My passion is to provide access to the awakening of our own ability to communicate with that intuition and to hear it, what it feels like to know the difference between the fear based, limited ego mind and what our higher wisdom is. And really, it's a texture—they're physical things. It does come back to this art and science of kinesiology, of body movement. It's being able to feel things in your body, be they emotions or physical sensations that are determining if something is right or wrong for you in that moment. Like, it comes down to a yes or a no. A yes is an open feeling and a no is a closed feeling. And in Kinesiological muscle testing, they've been doing this forever.

That's not a practice that I learned until hypnotherapy, which is interesting, where we basically tap into the subconscious to ask a yes or no question, is this good for me or is this not? It could be an example. And so what I envision is assisting people who want to learn to tap into that, who understand that it's there, that it's powerful, like it's just an untapped resource, and practice implementing that so that we can curate our own programs in the moment, like beyond the spreadsheets and rows.

We start there and then we go, okay, maybe this [training plan] only has one rest day this week, but actually my body says it needs the whole week off. Then, the other side of it is giving ourselves permission to do that. That’s the personal growth side of things—overcoming limiting beliefs, scarcity, lack, fear of failure, fear of success, worthiness…all these things that actually stop us from hearing our truth and being courageous enough to follow it. So, yes, all those fun things, and it can get heavy; personal growth stuff and facing fears can get really heavy. I have been to the underworld and back, and every day the struggle is still real. There's always another dragon to slay, so to speak. So I like to look at the flip side, see the lightness in it, obviously honor the difficulty of the process and witness that, but give us the option of bringing in some lightness and some play and finding little bite-sized ways to move forward and move ahead through our processes.


That’s a very cohesive ideology. I think that I could take that on very well. I feel inspired by it now, seeing as I need to get back into my own kind of training regimen, but also work from a place where I won’t push myself to burnout.

Right, great!

I think that's amazing. So, if people wanted to see what you're doing—reach out to you, get on board, so to speak—where could they find you?

If people feel something resonates, Instagram is my most frequent channel. I like to play in the stories there quite a bit, and any of my offerings will be there in my profile as a link on the link tree. And so that's @wildseads, and it's S-E-A-D-S. That’ll be the website; that's all the handles. Wild Seads.


Awesome! Is there anything else that you want to let everybody out there in Cacao-land know?

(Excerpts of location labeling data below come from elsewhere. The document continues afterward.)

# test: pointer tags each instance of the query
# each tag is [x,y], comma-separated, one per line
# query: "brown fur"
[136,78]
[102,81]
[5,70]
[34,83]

Just that I'm so grateful to be a part of this family and this community. It was destined; it was inevitable that there'd be some reunion with cacao. I'm sure that we've danced together in many lives, and I'm just looking forward to just sharing in community and joining more circles and also creating circles virtually and in person wherever my travels take me. So, I hope that if our paths are meant to cross, they will. And I look forward to that!